Chaplaincy Innovation Lab advisor and Boston University School of Theology professor Shelly Rambo has published a lead article in Christian Century. You can read “How Christian theology and practice are being shaped by trauma studies” at the journal’s website; a very brief excerpt is below:
The therapeutic challenge facing someone who has experienced trauma remains that of integrating the experience into their life. This entails working through the obstacles of ruptured memory, the inability to narrate the experience, and the shattering of assumptions and relational bonds that once sustained life. The processing of memory into language is a function of the frontal lobe of the brain, and much therapeutic work focuses on telling the story of one’s trauma. Talk therapies have dominated the field.
But research suggests that talk alone is insufficient. Those attuned to neurobiology emphasize that traumatic memories are stored as body memories in the limbic system. In traumatic recall, bodily sensations mobilize to respond to danger, even if the context is not threatening.

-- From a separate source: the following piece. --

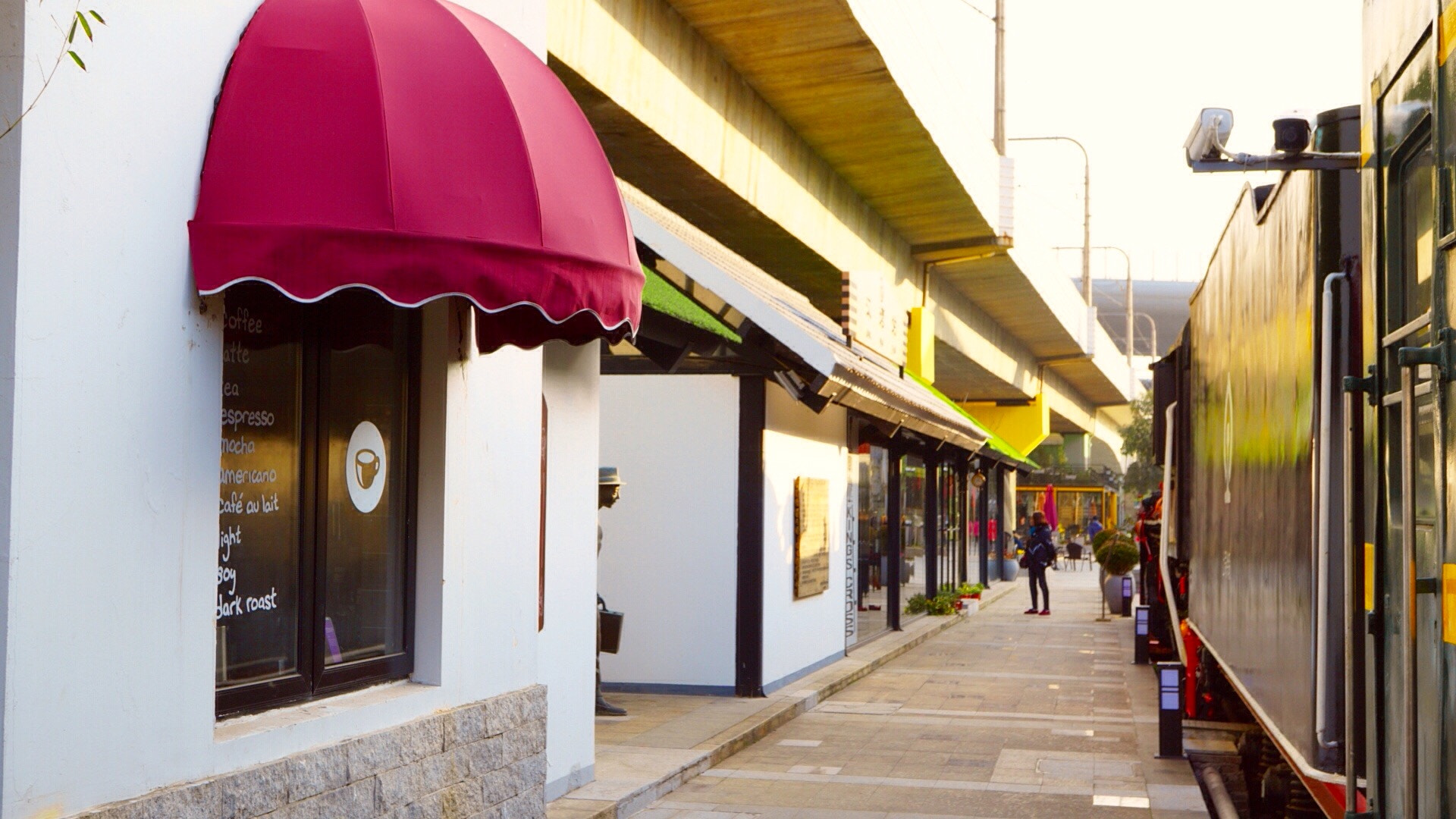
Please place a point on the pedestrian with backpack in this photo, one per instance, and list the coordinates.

This is what is known as being “triggered.” If trauma is stored as sensations in the body, then the focus of therapy must be on retraining the body to respond without registering constant threat. Practitioners focus on breath regulation and mindful body movements that restore a sense of safety.
The study of trauma and the rise of trauma studies have had a necessary impact on Christian theology. They have exposed glaring limitations in some Christian accounts of suffering and turned theologians in new interpretive directions.

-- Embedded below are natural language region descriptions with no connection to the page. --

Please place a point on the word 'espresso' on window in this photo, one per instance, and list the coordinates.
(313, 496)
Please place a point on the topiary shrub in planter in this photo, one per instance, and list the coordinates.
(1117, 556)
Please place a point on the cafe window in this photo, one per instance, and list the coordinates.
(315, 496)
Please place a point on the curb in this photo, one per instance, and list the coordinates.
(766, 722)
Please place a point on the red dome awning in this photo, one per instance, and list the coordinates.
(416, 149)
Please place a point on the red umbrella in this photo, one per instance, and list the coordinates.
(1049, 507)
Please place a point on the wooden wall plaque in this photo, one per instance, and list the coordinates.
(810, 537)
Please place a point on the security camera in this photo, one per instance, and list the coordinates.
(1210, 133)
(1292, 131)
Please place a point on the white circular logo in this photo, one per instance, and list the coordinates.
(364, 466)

Whereas Christian theology often approaches the topic of suffering through the classic framework of theodicy—making sense of evil within God’s rule of the world—trauma theologians question this framework on pastoral grounds. Aiming to reconcile what we know of God’s nature with what we know of evil and suffering in the world, theodicy frames suffering as an abstract problem to be solved. This approach can hover above the realities of what someone is experiencing. Rather than trying to offer an explanation of what is taking place, theology needs to witness to what is taking place. This approach mirrors some of the critiques of talk therapy: theodicy is the work of theology’s frontal lobe; theology needs to witness to the experiences of the sufferer.